The rhetorical questions with the sharpest edge that took hold most quickly on Monday afternoon were still being bandied about more than 24 hours later:
- If the people in charge in the House and Senate can’t even agree how to handle the fading possibility of a gunman on the loose in the neighborhood, why should we expect they’ll speak with one voice when there’s an obvious and imminent threat?
- And if the law enforcement professionals can’t cut a quick, bicameral deal on a straightforward matter of security, is there any hope Republican and Democratic politicians will ever find agreement on a matter of policy consequence — on, say, flaws in the security clearance system and how to limit gun violence?
The “Has it really come to this?” tone of exasperation came from the unprecedented split reaction to the Navy Yard incident from the three senior legislative branch administrators who are supposed to coordinate security as the Capitol Police Board.
With the House in recess for the day, its sergeant-at-arms for the past year, Paul Irving, decided that staff on his side of the Capitol complex should be allowed to go about their business without distraction while the search for as many as two potential shooters remained open. That’s even though the Cannon Building is merely a 20-minute walk from Building 197 at the Navy Yard, where a dozen people had been shot dead.
Architect of the Capitol Stephen T. Ayers, whose sprawling jurisdiction includes the Capitol Visitor Center, also adopted a nothing-untoward-to-see-here approach, which allowed hundreds of tourists to keep watching the orientation films and staring at the statues until normal closing time.

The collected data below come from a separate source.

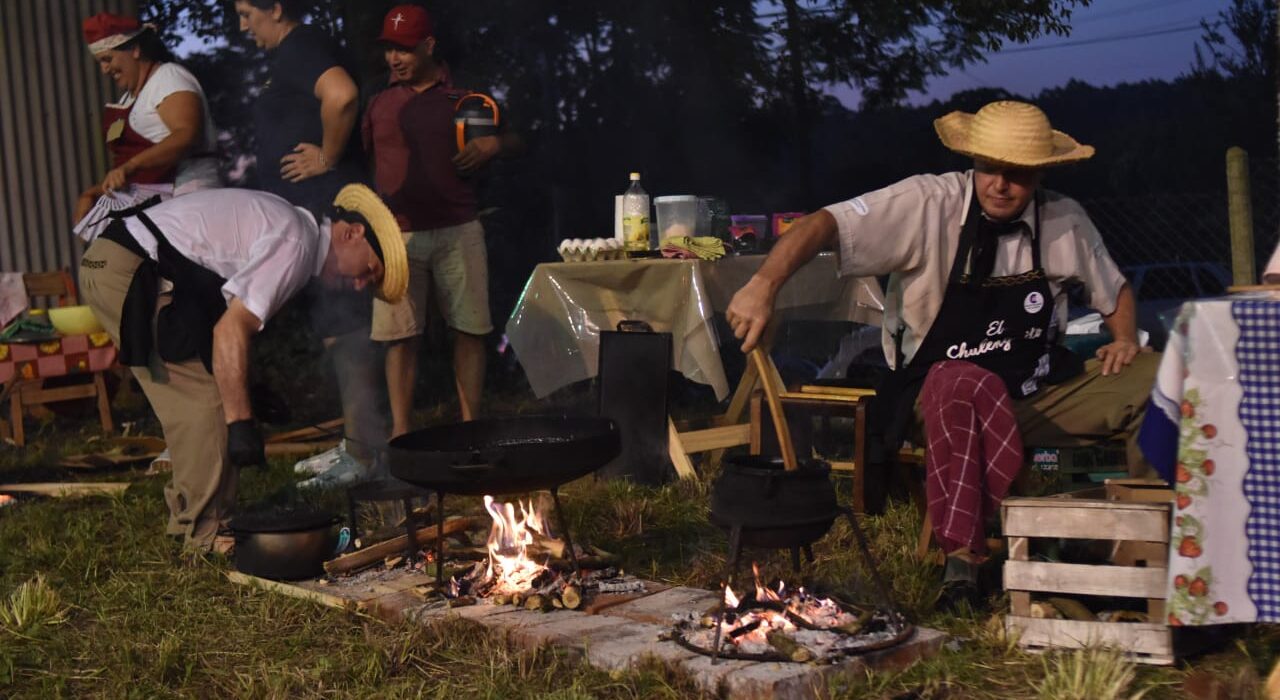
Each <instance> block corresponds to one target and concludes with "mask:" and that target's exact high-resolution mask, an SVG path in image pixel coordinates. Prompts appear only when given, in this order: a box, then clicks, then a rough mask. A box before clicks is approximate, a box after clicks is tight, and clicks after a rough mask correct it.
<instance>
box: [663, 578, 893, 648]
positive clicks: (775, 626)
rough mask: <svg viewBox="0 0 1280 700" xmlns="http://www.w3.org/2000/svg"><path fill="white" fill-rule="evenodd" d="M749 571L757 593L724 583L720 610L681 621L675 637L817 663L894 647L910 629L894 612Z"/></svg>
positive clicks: (678, 638) (726, 647)
mask: <svg viewBox="0 0 1280 700" xmlns="http://www.w3.org/2000/svg"><path fill="white" fill-rule="evenodd" d="M751 569H753V571H754V572H755V594H754V596H751V598H748V599H742V598H740V596H739V594H737V593H735V591H733V589H731V587H728V586H726V587H724V601H723V607H722V608H721V609H713V610H709V612H708V613H705V614H703V616H694V614H686V616H681V617H680V618H678V619H677V630H676V639H677V641H680V642H681V644H682V645H684V646H686V648H689V649H692V650H695V651H699V653H701V654H712V653H713V650H714V648H716V644H717V639H718V640H719V651H718V654H719V655H723V656H726V658H746V659H760V660H791V662H813V660H833V659H836V658H838V656H841V655H845V654H856V653H863V651H869V650H872V649H881V648H884V646H891V645H893V644H897V642H899V641H901V640H904V639H906V636H908V635H910V632H911V627H910V624H908V623H906V622H905V621H904V619H902V618H901V617H900V616H897V614H896V613H890V612H877V610H859V609H855V608H850V607H847V605H844V604H841V603H837V601H836V600H833V599H831V598H822V596H818V595H813V594H810V593H808V591H805V589H804V587H797V589H794V590H792V589H788V587H787V586H786V584H785V582H781V581H780V582H778V585H777V586H776V587H774V589H769V587H767V586H764V585H763V584H762V582H760V571H759V567H756V566H755V564H753V566H751ZM721 610H722V612H721ZM718 613H719V614H718ZM717 619H719V630H718V632H719V635H717V630H716V627H717Z"/></svg>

Terrance Gainer, who was deputy Metropolitan Police chief and Capitol Police chief before becoming Senate sergeant-at-arms seven years ago, took the opposite and more assertive course. He ordered a full shelter-in-place at least four hours after the gunfire stopped, just as some lockdowns closest to the crime scene were ending. That’s even though no doorway on the Senate side of the Hill is closer than a mile and a half from where the shootings started.

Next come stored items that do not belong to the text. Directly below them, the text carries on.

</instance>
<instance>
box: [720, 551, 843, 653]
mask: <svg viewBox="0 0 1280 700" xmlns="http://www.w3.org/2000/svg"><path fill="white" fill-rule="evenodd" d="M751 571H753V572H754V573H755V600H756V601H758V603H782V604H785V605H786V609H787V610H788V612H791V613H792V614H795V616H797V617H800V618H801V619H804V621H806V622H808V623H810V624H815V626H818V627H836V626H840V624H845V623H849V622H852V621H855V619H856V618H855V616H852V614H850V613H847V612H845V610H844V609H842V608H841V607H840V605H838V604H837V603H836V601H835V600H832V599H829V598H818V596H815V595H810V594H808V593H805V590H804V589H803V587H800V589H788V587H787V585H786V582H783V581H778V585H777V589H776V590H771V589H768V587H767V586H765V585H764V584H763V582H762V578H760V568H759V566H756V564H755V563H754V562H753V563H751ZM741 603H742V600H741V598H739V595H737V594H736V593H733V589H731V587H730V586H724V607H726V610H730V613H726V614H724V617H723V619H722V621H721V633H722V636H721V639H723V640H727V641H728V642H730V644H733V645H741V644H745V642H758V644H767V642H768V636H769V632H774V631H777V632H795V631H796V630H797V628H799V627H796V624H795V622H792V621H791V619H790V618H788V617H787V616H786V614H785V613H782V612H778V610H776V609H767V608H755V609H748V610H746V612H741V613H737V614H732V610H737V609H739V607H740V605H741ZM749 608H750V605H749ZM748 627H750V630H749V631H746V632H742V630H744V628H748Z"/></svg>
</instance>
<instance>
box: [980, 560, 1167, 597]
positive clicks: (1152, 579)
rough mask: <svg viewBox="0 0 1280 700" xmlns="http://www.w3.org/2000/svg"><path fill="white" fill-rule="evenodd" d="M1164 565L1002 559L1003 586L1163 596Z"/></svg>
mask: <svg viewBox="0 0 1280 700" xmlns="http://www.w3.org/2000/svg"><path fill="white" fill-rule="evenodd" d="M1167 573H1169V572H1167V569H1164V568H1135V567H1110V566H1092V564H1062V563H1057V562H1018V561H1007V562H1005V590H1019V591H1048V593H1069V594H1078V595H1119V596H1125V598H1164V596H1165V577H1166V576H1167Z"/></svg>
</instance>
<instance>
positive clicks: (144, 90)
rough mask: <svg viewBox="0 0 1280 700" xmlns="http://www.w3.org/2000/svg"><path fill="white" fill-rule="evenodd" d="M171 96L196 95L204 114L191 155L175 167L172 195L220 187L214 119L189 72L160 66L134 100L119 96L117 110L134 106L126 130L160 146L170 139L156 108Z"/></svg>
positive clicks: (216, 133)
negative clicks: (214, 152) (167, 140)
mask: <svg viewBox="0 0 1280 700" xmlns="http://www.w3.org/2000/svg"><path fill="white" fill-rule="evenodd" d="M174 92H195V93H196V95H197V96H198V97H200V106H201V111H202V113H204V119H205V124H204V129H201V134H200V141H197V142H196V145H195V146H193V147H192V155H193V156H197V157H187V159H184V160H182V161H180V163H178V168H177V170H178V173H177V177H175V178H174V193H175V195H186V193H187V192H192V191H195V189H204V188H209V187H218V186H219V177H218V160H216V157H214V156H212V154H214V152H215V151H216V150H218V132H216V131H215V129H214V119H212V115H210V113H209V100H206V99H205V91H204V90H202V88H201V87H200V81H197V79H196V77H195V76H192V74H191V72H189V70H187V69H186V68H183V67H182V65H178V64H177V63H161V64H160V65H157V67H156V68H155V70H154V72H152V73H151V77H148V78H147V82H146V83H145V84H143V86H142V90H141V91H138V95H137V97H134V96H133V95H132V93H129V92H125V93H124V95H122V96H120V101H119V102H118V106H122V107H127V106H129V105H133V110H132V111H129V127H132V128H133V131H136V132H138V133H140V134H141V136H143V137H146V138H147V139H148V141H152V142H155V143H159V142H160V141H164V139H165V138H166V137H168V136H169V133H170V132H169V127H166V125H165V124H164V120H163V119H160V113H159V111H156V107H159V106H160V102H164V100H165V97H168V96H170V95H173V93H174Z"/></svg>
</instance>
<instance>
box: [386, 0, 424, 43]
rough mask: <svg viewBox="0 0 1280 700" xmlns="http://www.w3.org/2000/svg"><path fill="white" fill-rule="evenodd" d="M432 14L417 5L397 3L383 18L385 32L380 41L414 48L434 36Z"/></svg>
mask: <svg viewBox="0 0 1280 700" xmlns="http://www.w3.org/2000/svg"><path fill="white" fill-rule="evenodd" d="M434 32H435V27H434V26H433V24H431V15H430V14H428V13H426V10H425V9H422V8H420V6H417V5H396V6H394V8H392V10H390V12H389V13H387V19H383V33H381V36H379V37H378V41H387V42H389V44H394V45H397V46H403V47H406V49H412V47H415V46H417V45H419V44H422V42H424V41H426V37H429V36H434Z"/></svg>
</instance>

But Gainer held, however belatedly, onto the coattails of Majority Leader Harry Reid, who opened the afternoon’s session by postponing a pair of judicial confirmation votes and telling senators to keep away for the rest of the day.
Gainer started relaxing his order after only an hour, but he didn’t sound the all-clear until after 10:30 p.m. In the intervening hours, the Capitol was in an evolving, multitiered security state: Senators but not their aides were permitted to leave work, House staff and lobbyists were not allowed to take meetings on the Senate side, out-of-towners with headsets were blocked from a glimpse of the Old Senate Chamber but were welcome to linger in Statuary Hall.
The Capitol wasn’t the only venue for sending mixed messages during the day. At least three other institutions that seek to project an aura of continuity and comfort at a time of national anxiety — the White House, the news media and big league baseball — all came under withering criticism for failing to do so.
President Barack Obama struggled anew with balancing his obligatory role as national consoler against his eagerness to frame the capital’s many impasses on his own terms. The president set aside the latter for at least a few days in deference to the former, with the experiences of the Boston Marathon bombings and the Connecticut schoolhouse massacre behind him.
Not this time, even though the tragedy was within walking distance of the Oval Office and its victims were within his legal chain of command. He went ahead with a scheduled lunch hour speech in the Executive Office Building to mark the fifth anniversary of the financial collapse of 2008.
After appending some modest remarks about the shooting to the top of his prepared text, Obama plunged ahead with the message he’d planned — a jeremiad against Republican intransigence on the budget that many viewed as discordant and inappropriate for the day.
Cable and broadcast networks, confronted with the opportunity to crush a national crime story in their own backyards, marred the air with a series of false reports: At least two aired the wrong name of the gunman. There were plenty of incorrect accounts about the former Navy reservist later identified, Aaron Alexis, not the least of which was that he used a stolen ID to get on base (in fact he used his contractor’s badge), and that he mowed people down with a semiautomatic rifle. (His one long gun was a shotgun.) And reports were filled with conflicting and contradictory numbers for how many shot, how many killed and how many suspects.
The president’s partisan assertiveness and the misinformation from the press were no more unsettling than the dithering by the Washington Nationals.
The team, which had made a next-door parking lot available for families to reunite with Navy Yard workers, waited until four hours before game time — after players had arrived for workouts, and many hours after the shooting stopped — before deciding to postpone the opening game of a big series against the Atlanta Braves.
That was indecision topped only by the Capitol Police Board.